Как же мне не хотелось, чтобы первый год после смерти Джона и Кинтаны заканчивался! Я знала, что с началом второго все изменится. Тот яркий оттиск, что остался в памяти в момент расставания, померкнет, выцветет, станет далеким воспоминанием. Я стану думать о них легче, спокойнее и постепенно научусь жить одна.
Собственно, это уже происходит.
В те годы, когда между Гонолулу и Сан-Франциско регулярно ходили пароходы, существовала примета: если бросишь за борт в момент отплытия гирлянду живых цветов, значит, обязательно сюда вернешься. Гирлянды попадали в кильватер, сминались, темнели.

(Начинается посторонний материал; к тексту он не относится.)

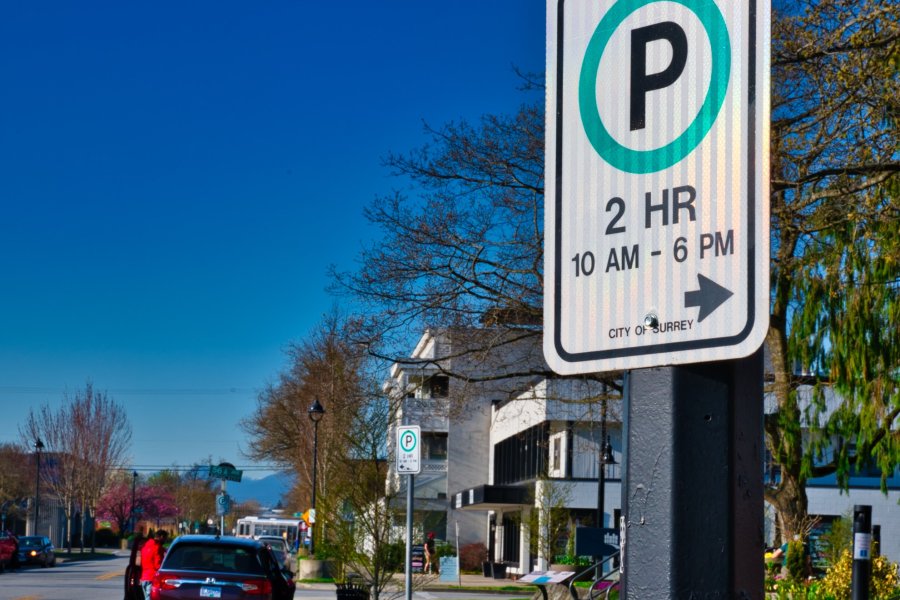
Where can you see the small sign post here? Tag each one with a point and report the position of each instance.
(409, 451)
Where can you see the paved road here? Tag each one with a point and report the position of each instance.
(72, 580)
(102, 580)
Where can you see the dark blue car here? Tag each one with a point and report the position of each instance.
(36, 550)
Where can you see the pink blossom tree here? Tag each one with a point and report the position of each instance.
(150, 502)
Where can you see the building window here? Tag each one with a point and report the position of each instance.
(438, 386)
(522, 457)
(557, 454)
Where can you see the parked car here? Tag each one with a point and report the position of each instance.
(279, 548)
(36, 550)
(206, 566)
(8, 545)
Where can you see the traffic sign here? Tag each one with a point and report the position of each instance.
(409, 450)
(225, 471)
(656, 225)
(223, 504)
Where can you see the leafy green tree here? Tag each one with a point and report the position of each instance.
(835, 227)
(463, 246)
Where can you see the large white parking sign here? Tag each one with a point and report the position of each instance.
(656, 238)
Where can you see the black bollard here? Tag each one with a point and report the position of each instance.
(862, 552)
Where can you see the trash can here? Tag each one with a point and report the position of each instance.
(352, 591)
(499, 570)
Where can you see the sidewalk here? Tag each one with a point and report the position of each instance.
(432, 583)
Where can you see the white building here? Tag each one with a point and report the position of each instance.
(502, 441)
(493, 446)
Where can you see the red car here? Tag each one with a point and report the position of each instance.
(205, 566)
(8, 549)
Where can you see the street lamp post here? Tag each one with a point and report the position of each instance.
(38, 446)
(315, 412)
(605, 458)
(133, 484)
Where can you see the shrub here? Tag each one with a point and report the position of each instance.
(106, 538)
(795, 561)
(883, 584)
(471, 556)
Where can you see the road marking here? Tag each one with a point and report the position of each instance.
(108, 576)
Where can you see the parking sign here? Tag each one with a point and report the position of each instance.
(656, 228)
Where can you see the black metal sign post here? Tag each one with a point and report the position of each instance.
(862, 552)
(693, 493)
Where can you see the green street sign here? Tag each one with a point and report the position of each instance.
(226, 472)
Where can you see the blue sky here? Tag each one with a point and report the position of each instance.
(176, 177)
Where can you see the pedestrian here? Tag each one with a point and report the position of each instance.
(133, 589)
(151, 559)
(429, 552)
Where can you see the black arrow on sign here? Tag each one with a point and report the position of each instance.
(709, 297)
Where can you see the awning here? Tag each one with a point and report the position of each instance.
(493, 497)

Темнеют гирлянды, сдвигаются тектонические пласты, возникают и исчезают подводные течения.
Я вспоминаю, как привожу новорожденную Кинтану домой и укладываю в плетеную колыбель с видом на скалу, в которой есть грот, уходящий под воду во время приливов.
Грот, в который мы ни разу не заплывали после ее рождения.
Боялись, что если не выплывем, то она останется без нашей защиты.
Не бойся. Я здесь,
Джон то и дело заглядывал в колыбель проверить, как она дышит.
На пятые сутки сам крестил ее в раковине. Вдруг не доживет до церковного обряда.
Она дожила.
Дожила до того, чтобы подняться на кафедру в черном платье на его похоронах и сказать: «Ты мне дороже собственного завтра. Как ты часто мне говорил».
Он — ей.
Она — ему.
Я вспоминаю, как мы с ним подплываем к гроту. Как набегает волна, играя, набирая скорость, протискиваясь между двух больших валунов к подножию скалы.
Важно все рассчитать.
Быть наготове, когда прилив достигнет нужного уровня.
Мы это проделывали от силы раз шесть за те два года, что там прожили, а как запомнилось! Я все время боялась пропустить волну, отстать, не угадать время. Он не боялся. Волна подскажет, когда пора. Доверься волне.